Thanks very much @lferry007 !!

=====================UPDATE 20161102 ==============================

root@blah-VirtualBox:/media/sf_Share/50k_points_master_data/For_help# md5sum 50k_500c_1000i_points.txt 32f71633ef2a83764258c0378e9906b5 50k_500c_1000i_points.txt

root@blah-VirtualBox:/media/sf_Share/50k_points_master_data/For_help# ./LargeVis -input 50k_500c_1000i_points.txt -output 50k_2d -samples 10 Reading input file 50k_500c_1000i_points.txt ...... Done. Total vertices : 50000 Dimension : 64 Normalizing ...... Done. Running ANNOY ...... Done. Running propagation 3/3 Test knn accuracy : 94.87% Computing similarities ...... Done.
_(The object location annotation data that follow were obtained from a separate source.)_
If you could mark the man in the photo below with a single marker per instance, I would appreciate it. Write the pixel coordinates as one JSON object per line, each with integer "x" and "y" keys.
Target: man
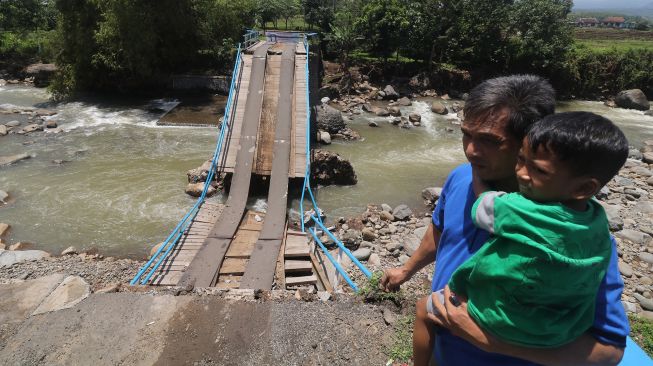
{"x": 498, "y": 114}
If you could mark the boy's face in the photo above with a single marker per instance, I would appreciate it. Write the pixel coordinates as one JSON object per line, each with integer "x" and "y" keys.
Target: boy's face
{"x": 543, "y": 177}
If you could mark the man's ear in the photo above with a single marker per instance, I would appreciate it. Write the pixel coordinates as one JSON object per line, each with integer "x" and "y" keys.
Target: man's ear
{"x": 586, "y": 189}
Fitting model Alpha: 0.007901 Progress: 99.210%

root@blah-VirtualBox:/media/sf_Share/50k_points_master_data/For_help# head 50k_2d 50000 2 -126.974144 31.734627 0.011018 0.004690 0.004896 0.003125 0.004526 0.002717 0.005311 0.003130 0.003361 0.000967 0.006694 0.003260 0.003402 -0.003218 0.005849 -0.003446

================Updated to new version=================

root@blah-VirtualBox:/media/sf_Share/50k_points_master_data/For_help# md5sum 50k_500c_1000i_points.txt 32f71633ef2a83764258c0378e9906b5 50k_500c_1000i_points.txt

root@blah-VirtualBox:/media/sf_Share/50k_points_master_data/For_help# ./Largevis -input 50k_500c_1000i_points.txt -output 50k_2d -samples 10 Reading input file 50k_500c_1000i_points.txt ...... Done. Total vertices : 50000 Dimension : 64 Normalizing ...... Done. Running ANNOY ...... Done. Running propagation 3/3 Test knn accuracy : 99.91% Computing similarities ...... Done. Fitting model Alpha: 0.007901 Progress: 99.210%

root@blah-VirtualBox:/media/sf_Share/50k_points_master_data/For_help# head 50k_2d 50000 2 1.729691 -6.422237 -10.387295 1.105057 -10.262017 4.892396 -8.165269 7.217187 -1.564149 -9.366737 7.682181 -4.121569 -4.760568 13.656388 -4.644851 -8.798579 2.579137 10.852392

lferry007 commented 8 years ago

@spamcatcher345 Glad to know it works! Thanks!

Jian

bmschmidt commented 8 years ago

This fixes the outlier problem on my previously-broken test data as well. Thanks!